Excelsior 10 février 1924 |
Au cours de la discussion parlementaire relative aux décrets-lois, M. Poincaré. n'a cessé de protester contre le nom redoutable qui a été donné aux mesures réglementaires réclamées par le gouvernement. Le mot « décret-loi » a pesé lourdement sur tout le débat. On s'est battu contre le nom beaucoup plus que contre la chose. On a lutté contre un cortège d'images et d'idées évoquant le césarisme, l'impérialisme, la dictature et la tyrannie. Une fois de plus s'affirma la toute-puissance des mots. Tout aurait été simplifié si l'on avait trouvé un euphémisme.

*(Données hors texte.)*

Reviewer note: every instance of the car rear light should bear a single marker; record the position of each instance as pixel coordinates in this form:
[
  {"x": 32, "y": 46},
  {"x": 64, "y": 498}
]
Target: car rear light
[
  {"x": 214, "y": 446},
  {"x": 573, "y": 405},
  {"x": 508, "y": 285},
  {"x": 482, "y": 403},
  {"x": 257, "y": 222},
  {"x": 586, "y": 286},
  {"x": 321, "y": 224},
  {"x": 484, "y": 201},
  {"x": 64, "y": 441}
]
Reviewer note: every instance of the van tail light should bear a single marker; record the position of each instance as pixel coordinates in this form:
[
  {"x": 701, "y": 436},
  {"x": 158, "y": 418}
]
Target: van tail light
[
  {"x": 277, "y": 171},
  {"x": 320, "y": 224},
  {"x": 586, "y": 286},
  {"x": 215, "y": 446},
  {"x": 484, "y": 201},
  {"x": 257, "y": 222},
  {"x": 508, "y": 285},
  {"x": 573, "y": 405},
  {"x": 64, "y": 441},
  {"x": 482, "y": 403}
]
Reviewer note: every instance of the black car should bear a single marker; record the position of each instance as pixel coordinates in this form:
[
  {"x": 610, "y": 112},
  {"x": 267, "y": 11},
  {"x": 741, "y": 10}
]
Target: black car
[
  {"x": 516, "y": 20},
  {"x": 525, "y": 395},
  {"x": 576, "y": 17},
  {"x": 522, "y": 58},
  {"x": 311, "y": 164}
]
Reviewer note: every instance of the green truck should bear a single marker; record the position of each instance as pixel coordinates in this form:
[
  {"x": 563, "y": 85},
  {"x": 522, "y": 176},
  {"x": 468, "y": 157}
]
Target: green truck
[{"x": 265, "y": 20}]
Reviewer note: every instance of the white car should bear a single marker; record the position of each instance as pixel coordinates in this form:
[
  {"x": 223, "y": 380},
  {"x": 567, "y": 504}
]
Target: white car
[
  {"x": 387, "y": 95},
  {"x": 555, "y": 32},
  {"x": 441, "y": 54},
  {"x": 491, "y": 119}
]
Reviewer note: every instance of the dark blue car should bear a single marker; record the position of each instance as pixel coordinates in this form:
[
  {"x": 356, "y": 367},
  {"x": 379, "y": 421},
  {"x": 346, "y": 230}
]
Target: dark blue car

La recherche de l'euphémisme doit être une des préoccupations dominantes des hommes politiques. Avez-vous remarqué avec quel bonheur a été baptisée l'augmentation récente de nos impôts? Si l'on avait dit aux contribuables : « Vous payez actuellement une contribution de 5,000 franes; nous allons l'élever désormais à 6,000 », on aurait provoqué une explosion de fureur indignée. L'annonce d'une surtaxe de 20 0/0 aurait également été très mal accueillie. Mais le petit supplément du «double décime» a paru la chose la plus anodine du monde et a été accepté partout avec le sourire. Ces mots n'évoquent, aux yeux des passants distraits, que deux piécettes de nickel dont le sacrifice ne paraît pas douloureux. La langue fiscale est particulièrement riche en euphémismes bénins. Le «centime additionnel» et le «douzième provisoire» étaient déjà des trouvailles psychologiques de pre-mier ordre. Le «double décime», désignant en réalité la lourde proportion d'un cinquième, n'est pas indigne de la tradition philologique, si subtile et si heureuse, de notre ministère des Finances, qui, en virtuose du vocabulaire, a voulu couronner son œuvre en se débaptisant lui-même. Le ministère des Finances va s'appeler désormais ministère du Trésor. Le Trésor!... A ce mot magique, évocateur des richesses de Golconde, ne vous sentez-vous pas immédiatement rassuré sur notre crédit national et n'apercevez-vous pas M. de Lasteyrie montant la garde devant notre encaisse métallique, comme le dragon de Siegfried devant la caverne où dort le fantastique amoncellement de l'or du Rhin?… EMILE.